João França era também chefe da orquestra do Cabaré Ok, num casarão na esquina da Ipiranga com a Rio Branco. Sobre a retirada das bandeiras do auditório, Rossi explicou que lá estavam devido a uma homenagem ao aniversário do presidente norte-americano Franklin Roosewelt e que, portanto, após a cerimônia, as bandeiras foram retiradas.

O inquérito foi arquivado no dia 8 de agosto de 1943 por falta de provas. No dia 22 de agosto, o Brasil declarou guerra ao Eixo, mesmo mês em que a FEB foi instituída.

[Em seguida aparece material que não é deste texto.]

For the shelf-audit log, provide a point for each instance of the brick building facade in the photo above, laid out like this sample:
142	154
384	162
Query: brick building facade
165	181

A “Canção do Expedicionário” foi gravada por Francisco Alves pela Odeon em setembro de 1944, após Guilherme e Rossi terem vencido um concurso promovido pelos veículos de comunicação de Assis Chateaubriand.

Surpresa

Ricardo Rossi, filho único do maestro, ouviu seu pai comentar apenas uma vez que já havia sido fichado, mas nunca entrou em detalhes. Para ele, é uma surpresa saber da existência desse inquérito, especialmente pelo fato de o pai ter composto a música da “Canção do Expedicionário”. “Naquela época, falar em alemão já era crime. Ele era amigo do Guilherme de Almeida e fez a música porque eles venceram um concurso”, explica Ricardo, que lembra que seu pai era um bom homem, mas extremamente rígido no comando de orquestras.

Duas pessoas que trabalharam sob a batuta do maestro também ficaram surpresas ao saberem dessas acusações. Saxofonista e clarinetista, Franco Paioletti tocou com Rossi na Rádio Nacional na década de 50 e com França Jr no Cabaré Ok, e disse que nunca ouviu nenhum rumor sobre essa história de ambos os músicos. Ele perdeu o contato com França Jr e a reportagem não conseguiu localizar sua família. “Eu nem tinha ideia. Músico sempre está em outra. Queria tocar. Éramos jovens, queríamos nos divertir. Foi uma das melhores épocas da minha vida”, disse Paioletti, em entrevista, há dois anos.

Inezita Barroso, também em entrevista há dois anos, conta que nunca ouviu essa história. Meses após sua estreia na Rádio Nacional, Inezita foi convidada para cantar com a orquestra de Rossi e se tornou uma das principais intérpretes da “Canção do Expedicionário”, a qual gravou um disco com a Orquestra da Força Pública.”Não tinha intimidade com as pessoas em fins da década de 40, principalmente uma pessoa mais velha assim.”

Ela lembra de ter encontrado Rossi e Guilherme de Almeida em algumas festas. “Até que ele (Guilherme) compôs a 'Canção do Expedicionário', que pouca gente gravou. Eu que gostava muito de banda - e a mulher do Spartaco tinha um programa de bandas, que tocava todo dia de manhã lindas coisas com banda, na Rádio Nacional - tive um contato assim com o Spartaco, de aprendiz e ele de grande maestro. Fiquei maravilhada quando li a letra da música, com a ideia do Guilherme de juntar letras famosas de músicas brasileiras. E cantei muito essa música no início da carreira, gravei com a Força Nacional, e era chamada em todos eventos para cantá-la.”